NADA nuevo descubro al comentar que no son estos unos tiempos favorables para la generación de empleo, y mucho menos si afirmo que las medidas restrictivas que, desde las distintas administraciones, se están tomando para sobrevivir a esta crisis económica afectan a las plantillas y formación de equipos. Nada nuevo he dicho. Todos estamos inmersos en el mismo escenario, y cuando hay que optimizar recursos y reducir gastos es evidente que unos capítulos apremian más que otros, por lo que se han empezado a dar tijeretazos a diestro y siniestro, olvidando que la creación de puestos de trabajo ha de ser siempre una prioridad por parte de los que han asumido altas responsabilidades en la vida del país.

Quienes desempeñan una función pública como cargo ejecutivo, es decir, que están al frente de un departamento durante un periodo concreto -lo habitual son cuatro años-, suelen optar por configurar un grupo de trabajo con personas próximas, bien porque son de su confianza, bien porque necesitan para el desempeño de sus funciones de rodearse de teóricos expertos a unos y otros, llamados personal de confianza o asesores, les ha afectado mayoritariamente la política de recortes, dando lugar a que a pie de calle se opine con ligereza sobre los motivos por los que se ha prescindido de determinados profesionales. Por eso se hace necesario explicar que los políticos tienen un presupuesto que les permite esta dinámica, pero, dada la delicada situación de nuestra economía, esa dotación se ha visto mermada sensiblemente y han tenido que priorizar a la hora de hacer tales contrataciones. Y aquí es donde generalmente se prescinde de determinados profesionales que siguen siendo necesarios, pero a los que se les ha castigado de manera ejemplarizante.
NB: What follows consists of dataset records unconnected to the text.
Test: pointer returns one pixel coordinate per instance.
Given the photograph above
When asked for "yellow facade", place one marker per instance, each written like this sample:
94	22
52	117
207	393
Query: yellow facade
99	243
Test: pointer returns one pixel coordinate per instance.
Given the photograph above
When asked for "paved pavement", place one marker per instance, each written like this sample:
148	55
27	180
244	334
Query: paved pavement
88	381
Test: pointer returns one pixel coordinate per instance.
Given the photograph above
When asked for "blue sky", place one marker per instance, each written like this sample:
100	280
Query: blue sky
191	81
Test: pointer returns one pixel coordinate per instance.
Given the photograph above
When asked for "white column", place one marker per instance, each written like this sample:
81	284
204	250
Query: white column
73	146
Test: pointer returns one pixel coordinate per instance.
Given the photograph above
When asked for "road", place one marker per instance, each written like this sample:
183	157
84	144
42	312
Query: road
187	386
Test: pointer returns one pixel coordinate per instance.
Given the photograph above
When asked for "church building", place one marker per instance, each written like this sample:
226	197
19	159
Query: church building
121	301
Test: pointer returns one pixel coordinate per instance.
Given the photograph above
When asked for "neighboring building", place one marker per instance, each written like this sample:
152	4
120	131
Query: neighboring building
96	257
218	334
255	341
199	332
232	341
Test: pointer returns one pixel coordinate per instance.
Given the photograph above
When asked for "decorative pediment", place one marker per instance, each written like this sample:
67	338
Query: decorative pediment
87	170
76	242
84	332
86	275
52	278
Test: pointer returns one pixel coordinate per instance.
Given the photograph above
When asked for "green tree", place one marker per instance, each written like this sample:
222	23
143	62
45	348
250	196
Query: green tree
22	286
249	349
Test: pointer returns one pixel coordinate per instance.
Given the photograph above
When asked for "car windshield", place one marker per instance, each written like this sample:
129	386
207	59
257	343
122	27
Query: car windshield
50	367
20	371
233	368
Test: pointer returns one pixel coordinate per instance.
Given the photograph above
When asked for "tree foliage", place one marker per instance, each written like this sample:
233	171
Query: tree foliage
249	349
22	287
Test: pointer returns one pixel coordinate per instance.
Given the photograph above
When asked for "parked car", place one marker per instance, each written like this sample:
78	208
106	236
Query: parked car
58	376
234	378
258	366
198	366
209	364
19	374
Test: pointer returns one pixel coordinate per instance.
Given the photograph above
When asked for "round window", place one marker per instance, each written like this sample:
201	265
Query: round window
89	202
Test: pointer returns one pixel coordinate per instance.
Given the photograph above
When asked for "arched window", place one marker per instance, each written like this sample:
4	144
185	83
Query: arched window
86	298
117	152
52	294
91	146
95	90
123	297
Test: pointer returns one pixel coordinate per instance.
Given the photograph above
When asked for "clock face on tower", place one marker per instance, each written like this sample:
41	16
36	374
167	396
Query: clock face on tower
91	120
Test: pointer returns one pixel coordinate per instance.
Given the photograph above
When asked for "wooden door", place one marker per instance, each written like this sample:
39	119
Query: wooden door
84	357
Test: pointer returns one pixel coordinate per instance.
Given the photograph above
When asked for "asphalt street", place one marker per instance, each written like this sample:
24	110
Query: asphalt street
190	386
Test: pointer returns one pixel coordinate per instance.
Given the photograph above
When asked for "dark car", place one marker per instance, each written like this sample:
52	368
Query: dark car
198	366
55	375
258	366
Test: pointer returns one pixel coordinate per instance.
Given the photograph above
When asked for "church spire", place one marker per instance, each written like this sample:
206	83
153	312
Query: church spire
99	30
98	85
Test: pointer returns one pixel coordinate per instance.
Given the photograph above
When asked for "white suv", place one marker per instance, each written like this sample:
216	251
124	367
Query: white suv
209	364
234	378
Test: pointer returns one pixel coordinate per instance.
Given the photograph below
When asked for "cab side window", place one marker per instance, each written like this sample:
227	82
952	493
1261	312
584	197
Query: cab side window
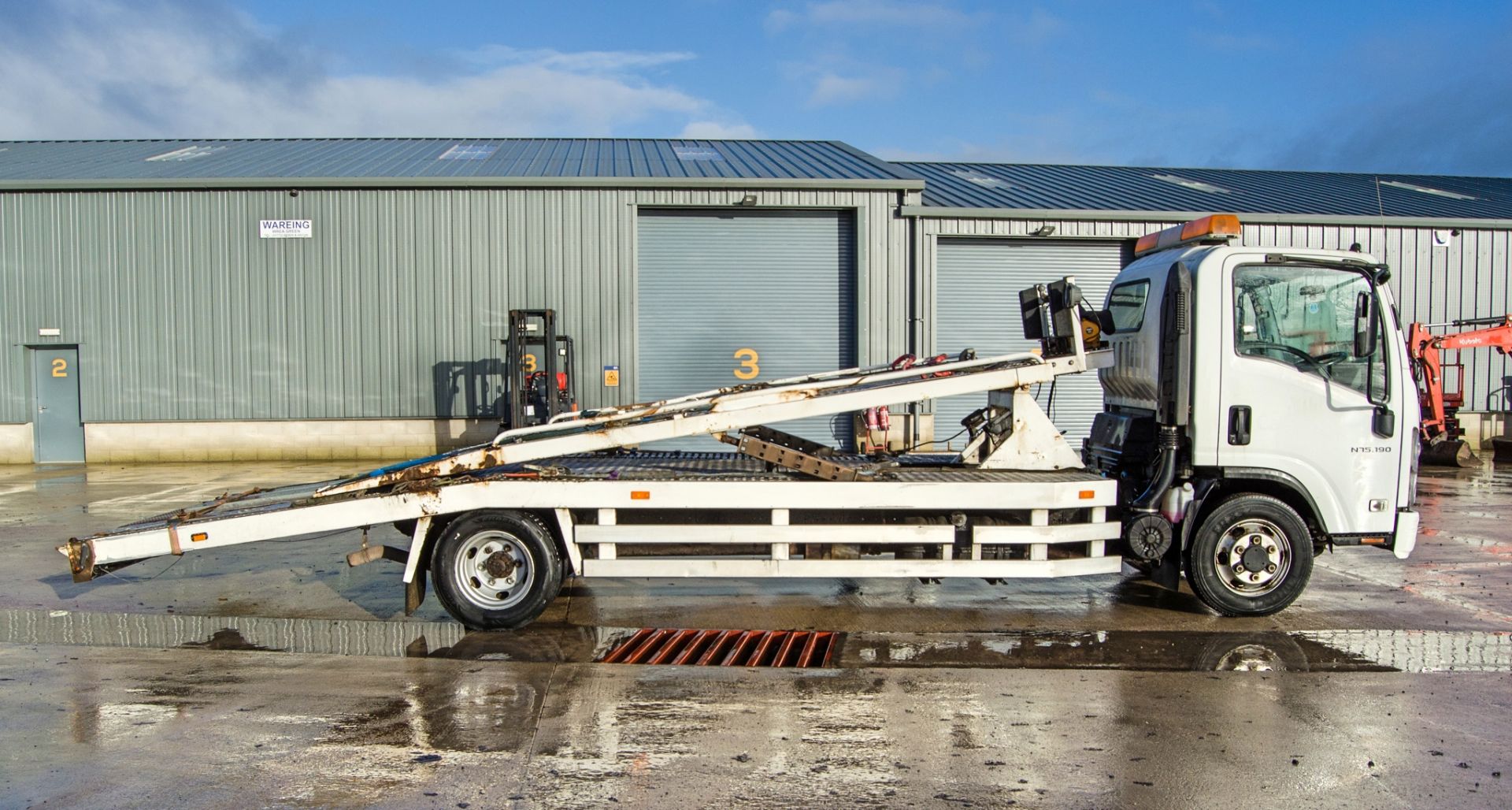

Al político le debe preocupar su imagen, el cómo la sociedad le ve y qué sensaciones percibe el ciudadano que con su voto le colocó en esa privilegiada condición. Sus actuaciones se reflejan en los medios de comunicación y su imagen debe ser impecable, pero para eso hace falta que una serie de profesionales se ocupen de ello -y no estoy hablando precisamente de los fotógrafos o jefes de prensa-. El responsable de prensa transmite su mensaje, puede pactar sus comparecencias en los medios y hacer uso de sus contactos para que el político quede lo mejor posicionado posible. Es lo que percibe el ciudadano y debe priorizarse, pero no hay que olvidar que lo que se entiende por protocolo también es comunicación. Los que hemos estudiado esta disciplina no somos los que debemos convocar, por ejemplo, una rueda de prensa, pero sí que debemos ocuparnos de que su comparecencia sea en el escenario adecuado, que sus gestos y maneras sean correctas, que su aspecto externo y su indumentaria sean impecables, asesorarle en cómo debe ser su relación social con los demás... No basta con que el discurso hablado tenga coherencia, pues con el lenguaje verbal puede estar contradiciendo lo que sus palabras afirman. Tampoco vale presumir de su elocuencia, de su capacidad de oratoria, pues un comportamiento inadecuado o una manera de vestir poco elegante hacen cierto el refrán de "según cómo te presentas te reciben y según cómo te compartas te despiden".

Permítanme reivindicar el papel de nuestra profesión, tan amplia y útil que mucha gente la desconoce, tanto que más de un político de pueblo cree que solo es útil en especiales ocasiones, planteando su necesidad en los actos de solemnidad, confiriéndonos el carácter de acomodadores de lujo. Detrás de un técnico, especialista o experto en protocolo tiene que haber años de oficio y de formación que se merecen el mismo respeto que cualquier otra titulación académica. Por tanto, su incorporación profesional no puede depender de si hay o no presupuesto suficiente para contratarle o crear la plaza y mucho menos considerarla un lujo prescindible. No, pero la triste realidad es que proliferan los casos de los profesionales afectados por esta delicada salud económica. La tijera de la actual inquisición se ha cebado con este oficio.